Given this limitation, the obvious workaround is to put several DAGs into one .py file, thus saving time on imports. For example, right now we have one .py file per table import from the production database, which is very nice in terms of code layout in the IDE, and in terms of following changes on git. But we could put all these into one big .py file, and have one big .py file per “type” of DAG (eg. one file for imports, one for exports, etc).

I haven’t yet made up my mind whether we should do this: it feels wrong to sacrifice everyday engineering UX for an accidental architectural flaw in the ETL system.

Further optimizations

Other ideas:

  • talk straight to the Hive metastore
  • cache existing partitions once we know they're there

These are good idea, but at this point (repeatedly) querying Hive with SHOW PARTITIONs is not a bottleneck, so it wouldn't help us.

Conclusion

Airflow is the 5th ETL tool I use: we wrote 3 hand-rolled ETL system at Prezi (one in bash, one in Haskell, one in Go), at Facebook we used Dataswarm, and at Fetchr we use Airflow (which is based on Dataswarm). I think it’s great that we have Airflow, because it’s miles better than a hand-rolled ETL system. Also, as it matures, it will get better!

Having said that, I hope the open source Data Engineering community will improve Airflow in the future to address these issues. My problems with Airflow are three-fold:

  • bugs:
    • the unreliable pools feature
    • Airflow can get stuck in various ways:
      • all worker slots are used up by tasks which block; in this case, we have to ps ax | grep airflow | grep wait | awk ' { print kill -9 $1 } ' on the worker
      • sometimes tasks get stuck in null or queued status; in this case, we have to manually re-kick them on the UI
      • sometimes the scheduler itself runs into a bug and gets stuck; in this case we have to restart the scheduler itself on the master with systemctl restart airflow-scheduler.service
  • architectural shortcomings
    • only making progress on the DAG when re-running the .py file containing the DAG
    • right now, for every task instance Airflow launches a new, expensive Python process on the worker node, which takes hundreds of MBs of memory and the turn-around time is quite slow; it'd be nice to come up with an "in-process" way to launch small inexpensive checks quickly (like waits)
  • resource hungry: we run two beefy EC2 instances, one airflow-master and one airflow-worker, but all these really do is manage a relatively small DAG (~100 DAGs each with ~10 tasks); the actual work is performed on a third node (actually, a cluster), the EC2 nodes that are running Presto and the various ML jobs; still, both nodes show 2-3 load with top.

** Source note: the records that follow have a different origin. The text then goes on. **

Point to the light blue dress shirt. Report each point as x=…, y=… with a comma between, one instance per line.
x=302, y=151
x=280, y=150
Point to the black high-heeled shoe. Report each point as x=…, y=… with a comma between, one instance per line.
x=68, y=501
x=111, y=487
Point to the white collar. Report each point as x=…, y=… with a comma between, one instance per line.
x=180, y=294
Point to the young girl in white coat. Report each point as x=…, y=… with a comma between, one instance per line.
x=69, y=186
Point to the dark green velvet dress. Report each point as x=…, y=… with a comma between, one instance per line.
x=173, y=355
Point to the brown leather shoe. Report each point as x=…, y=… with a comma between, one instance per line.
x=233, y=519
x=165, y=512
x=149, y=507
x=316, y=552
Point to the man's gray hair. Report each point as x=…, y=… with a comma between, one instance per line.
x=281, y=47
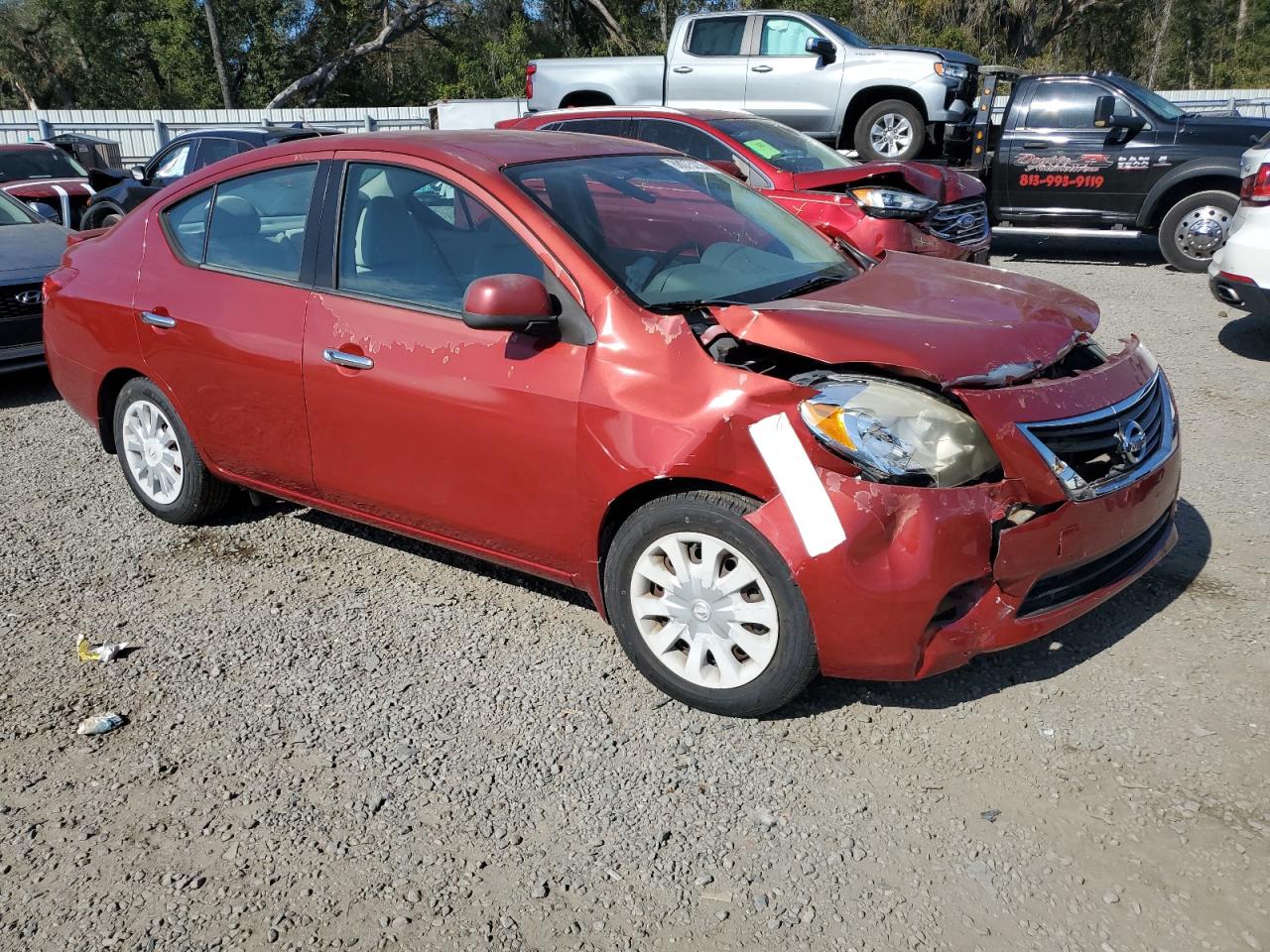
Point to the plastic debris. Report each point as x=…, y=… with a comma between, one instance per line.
x=100, y=724
x=108, y=652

These are real issues that affect our production every day in terms of landing time, dollars and engineering time:

  • Airflow is slow to make progress
  • we often have to manually kill / clear / re-kick jobs
  • we run two EC2 nodes just for Airflow (master and worker)

I definitely don’t regret using Airflow, but it would be nice if the core engine itself would be more efficient, performant, and less wasteful. 10 years ago I was a proud C++ programmer, building database kernels and storage engines, optimizing away bits and bytes. Today, because I try to move fast and focus on impact—which is the right thing to do, despite these issues—throwing hardware and money at a simple problem of managing a small DAG is the best option. Feels weird.